WMV makes sense when the clip will only ever play on Windows: it opens in Windows Media Player without installing codecs, embeds cleanly in older PowerPoint decks, and fits legacy Windows media-PC playlists. For anything that has to play on a Mac, iPhone, Android, or in a browser, choose MP4 — WMV does not play natively on Apple or Linux systems.
The default is WMV 2 (Windows Media Video 8), which has the broadest Windows Media Player support and is the safest choice. WMV 1 is the older Windows Media Video 7 codec, useful only for very old players. MS MPEG-4 is a separate Microsoft MPEG-4 ASP variant. Unless a specific legacy device demands otherwise, leave it on WMV 2.
It depends on the use case. For a slideshow people read along with, 4-6 seconds per image is comfortable — the default of 5 seconds works for most decks. For a quick title card or a clip you'll edit later, 1-2 seconds is enough. You can go as short as a single frame (1/60s) or as long as 10 seconds per image.
That's letterboxing.
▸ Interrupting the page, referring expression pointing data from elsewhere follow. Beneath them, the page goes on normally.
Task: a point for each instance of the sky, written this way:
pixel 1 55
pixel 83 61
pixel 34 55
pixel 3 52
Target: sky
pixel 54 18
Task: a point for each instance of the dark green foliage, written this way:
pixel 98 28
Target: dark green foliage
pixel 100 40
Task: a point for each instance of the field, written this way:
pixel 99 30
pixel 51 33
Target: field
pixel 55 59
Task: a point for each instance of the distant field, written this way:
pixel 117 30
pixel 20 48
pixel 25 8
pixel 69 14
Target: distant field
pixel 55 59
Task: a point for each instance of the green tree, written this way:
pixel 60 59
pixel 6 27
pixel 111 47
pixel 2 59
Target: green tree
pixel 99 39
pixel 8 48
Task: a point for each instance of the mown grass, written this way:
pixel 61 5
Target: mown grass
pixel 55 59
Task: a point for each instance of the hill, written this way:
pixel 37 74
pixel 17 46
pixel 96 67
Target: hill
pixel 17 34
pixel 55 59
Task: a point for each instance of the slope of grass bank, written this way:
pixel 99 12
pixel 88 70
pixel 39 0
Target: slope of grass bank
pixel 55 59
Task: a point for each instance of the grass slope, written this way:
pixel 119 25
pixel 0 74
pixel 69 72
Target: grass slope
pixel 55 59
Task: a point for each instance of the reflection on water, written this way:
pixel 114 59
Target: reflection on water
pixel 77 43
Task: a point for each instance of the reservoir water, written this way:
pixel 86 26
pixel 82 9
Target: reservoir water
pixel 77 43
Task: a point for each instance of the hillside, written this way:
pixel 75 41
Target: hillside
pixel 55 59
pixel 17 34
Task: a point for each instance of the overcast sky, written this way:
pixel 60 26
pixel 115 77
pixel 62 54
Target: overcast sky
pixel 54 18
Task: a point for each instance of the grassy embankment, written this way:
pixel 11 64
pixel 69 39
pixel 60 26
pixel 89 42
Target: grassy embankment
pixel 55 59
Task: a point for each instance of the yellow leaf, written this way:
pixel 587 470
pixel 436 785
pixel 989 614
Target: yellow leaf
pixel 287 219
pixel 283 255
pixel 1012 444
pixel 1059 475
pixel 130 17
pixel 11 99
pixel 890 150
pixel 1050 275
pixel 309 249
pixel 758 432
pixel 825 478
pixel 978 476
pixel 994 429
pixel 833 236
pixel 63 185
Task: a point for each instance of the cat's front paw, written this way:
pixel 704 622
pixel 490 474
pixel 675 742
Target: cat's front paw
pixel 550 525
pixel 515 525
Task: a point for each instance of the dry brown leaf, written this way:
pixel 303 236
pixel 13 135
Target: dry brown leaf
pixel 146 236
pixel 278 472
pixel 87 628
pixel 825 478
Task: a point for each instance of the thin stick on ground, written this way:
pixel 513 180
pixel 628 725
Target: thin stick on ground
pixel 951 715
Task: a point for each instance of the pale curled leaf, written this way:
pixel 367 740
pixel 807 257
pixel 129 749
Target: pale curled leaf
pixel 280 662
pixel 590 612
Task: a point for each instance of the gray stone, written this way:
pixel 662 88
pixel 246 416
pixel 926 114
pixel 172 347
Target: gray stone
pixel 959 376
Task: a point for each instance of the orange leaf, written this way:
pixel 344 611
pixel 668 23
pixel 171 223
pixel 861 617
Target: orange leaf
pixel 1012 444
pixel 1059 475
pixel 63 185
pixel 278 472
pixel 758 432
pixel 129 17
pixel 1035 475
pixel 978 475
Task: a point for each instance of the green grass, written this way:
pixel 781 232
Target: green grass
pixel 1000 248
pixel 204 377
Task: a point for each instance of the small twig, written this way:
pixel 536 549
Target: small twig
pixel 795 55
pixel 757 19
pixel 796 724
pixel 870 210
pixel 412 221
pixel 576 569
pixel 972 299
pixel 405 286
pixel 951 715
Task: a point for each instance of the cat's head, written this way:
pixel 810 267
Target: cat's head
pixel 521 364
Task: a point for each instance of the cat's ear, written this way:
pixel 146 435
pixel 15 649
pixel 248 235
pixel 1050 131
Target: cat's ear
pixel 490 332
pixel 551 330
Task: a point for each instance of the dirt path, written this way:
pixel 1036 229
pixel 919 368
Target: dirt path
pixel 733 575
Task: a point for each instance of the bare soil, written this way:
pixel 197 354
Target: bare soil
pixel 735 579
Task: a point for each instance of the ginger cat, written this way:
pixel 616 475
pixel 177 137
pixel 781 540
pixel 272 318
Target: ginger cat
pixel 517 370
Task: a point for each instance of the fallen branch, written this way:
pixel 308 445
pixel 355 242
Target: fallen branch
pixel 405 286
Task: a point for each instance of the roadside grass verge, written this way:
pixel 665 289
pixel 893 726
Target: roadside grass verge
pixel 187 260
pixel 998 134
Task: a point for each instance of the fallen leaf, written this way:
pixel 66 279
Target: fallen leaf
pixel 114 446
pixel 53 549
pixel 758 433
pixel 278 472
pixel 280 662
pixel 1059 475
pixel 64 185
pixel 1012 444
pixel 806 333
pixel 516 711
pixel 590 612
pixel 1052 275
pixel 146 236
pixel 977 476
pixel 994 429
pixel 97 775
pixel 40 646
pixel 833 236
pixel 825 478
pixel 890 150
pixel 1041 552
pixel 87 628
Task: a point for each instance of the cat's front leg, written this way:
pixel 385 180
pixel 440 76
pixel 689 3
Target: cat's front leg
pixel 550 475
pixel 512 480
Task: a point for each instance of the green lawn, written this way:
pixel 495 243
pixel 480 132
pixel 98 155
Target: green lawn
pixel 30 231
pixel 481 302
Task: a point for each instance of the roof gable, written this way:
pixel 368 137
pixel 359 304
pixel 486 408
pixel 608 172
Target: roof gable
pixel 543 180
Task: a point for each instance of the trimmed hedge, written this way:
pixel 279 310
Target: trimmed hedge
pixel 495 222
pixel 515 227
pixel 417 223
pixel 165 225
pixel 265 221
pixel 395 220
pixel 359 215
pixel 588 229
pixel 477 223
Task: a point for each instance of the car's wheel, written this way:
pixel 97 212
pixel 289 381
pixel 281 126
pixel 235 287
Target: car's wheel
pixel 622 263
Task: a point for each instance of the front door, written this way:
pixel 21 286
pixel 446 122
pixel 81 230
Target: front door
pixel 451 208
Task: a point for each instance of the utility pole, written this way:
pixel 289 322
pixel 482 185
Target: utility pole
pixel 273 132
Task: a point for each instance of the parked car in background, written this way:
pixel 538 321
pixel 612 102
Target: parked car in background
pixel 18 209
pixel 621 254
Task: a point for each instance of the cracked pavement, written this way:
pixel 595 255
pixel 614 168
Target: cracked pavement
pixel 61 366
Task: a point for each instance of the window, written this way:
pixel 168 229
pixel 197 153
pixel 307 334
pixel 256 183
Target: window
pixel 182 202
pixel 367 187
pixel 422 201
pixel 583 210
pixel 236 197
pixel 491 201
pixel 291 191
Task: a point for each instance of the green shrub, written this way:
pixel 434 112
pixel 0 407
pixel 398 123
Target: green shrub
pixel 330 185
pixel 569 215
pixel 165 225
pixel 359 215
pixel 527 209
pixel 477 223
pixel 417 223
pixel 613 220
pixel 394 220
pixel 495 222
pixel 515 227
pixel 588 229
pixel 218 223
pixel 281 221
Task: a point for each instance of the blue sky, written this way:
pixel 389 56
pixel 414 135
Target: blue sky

Video frames have fixed aspect ratios, so when your photo's shape doesn't match the output frame, the converter fills the gaps with the Background Color — black by default. To avoid the bars, either crop the JPEG to the target aspect ratio first or change the Background Color to match your image.
WMV is a lossy video codec, so a held still is re-encoded rather than copied pixel-for-pixel; fine text and hard edges can soften slightly versus the source JPEG. In our testing, keeping the Quality Preset at "Very High (Recommended)" and leaving resolution on "Keep original" preserves the image well for typical photos. If sharpness is critical, MP4 with H.264 generally retains more detail at the same file size.
Yes. Upload all the photos and keep the default "Merge strategy" of "Merge images" to combine them into a single WMV, with each picture shown for the duration you set. Switch to "Video per image" if you'd rather get one separate WMV file for each JPEG.